Athenian honey puffs — crispy, light, golden. The oldest street food in Athens, sold at the same stands for generations.
Ingredients
— 2 cups all-purpose flour
— 1 tsp instant yeast
— 1 tsp sugar
— 1 cup warm water
— Pinch of salt
— ½ cup honey, warmed
— 1 tsp cinnamon
— 2 tbsp crushed walnuts (optional)
— Vegetable oil for deep frying
Prep
— Mix flour, yeast, sugar, and salt.
— Add warm water, stir to a wet, sticky batter.

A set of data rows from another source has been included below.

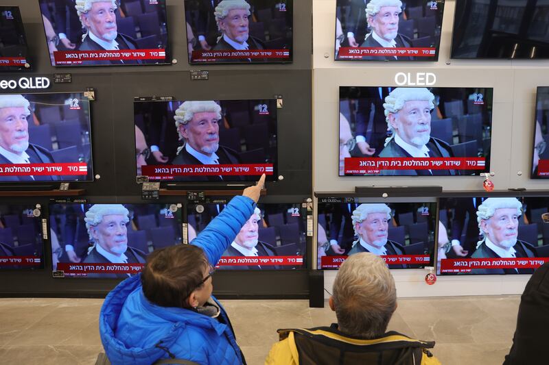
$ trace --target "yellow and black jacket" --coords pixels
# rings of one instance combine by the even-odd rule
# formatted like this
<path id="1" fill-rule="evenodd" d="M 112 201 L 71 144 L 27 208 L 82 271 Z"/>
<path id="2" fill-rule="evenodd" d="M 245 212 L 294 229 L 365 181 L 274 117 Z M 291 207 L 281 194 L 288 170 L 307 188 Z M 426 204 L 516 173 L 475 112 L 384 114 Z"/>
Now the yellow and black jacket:
<path id="1" fill-rule="evenodd" d="M 440 365 L 428 350 L 434 342 L 419 341 L 389 331 L 383 337 L 363 340 L 349 337 L 337 325 L 279 329 L 266 365 Z"/>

— Cover and rest 1 hour until doubled and bubbly.
Method
— Pour oil to 5cm depth.
— Heat to 175°C / 350°F.
— Use two wet spoons to drop small rounds of batter.
— Fry in batches of 8–10.
— Cook 3–4 minutes, turning to brown evenly.
— You're looking for:
— Deep golden all over
— Puffed and hollow-sounding
— Remove and drain briefly.
— Pile into a bowl.
— Drizzle warm honey immediately.
— Dust with cinnamon.
— Scatter walnuts if using.
— Eat immediately.
Chef's Note: The batter must be fully proofed — bubbles on the surface and doubled in size. Under-proofed batter makes dense, doughy loukoumades.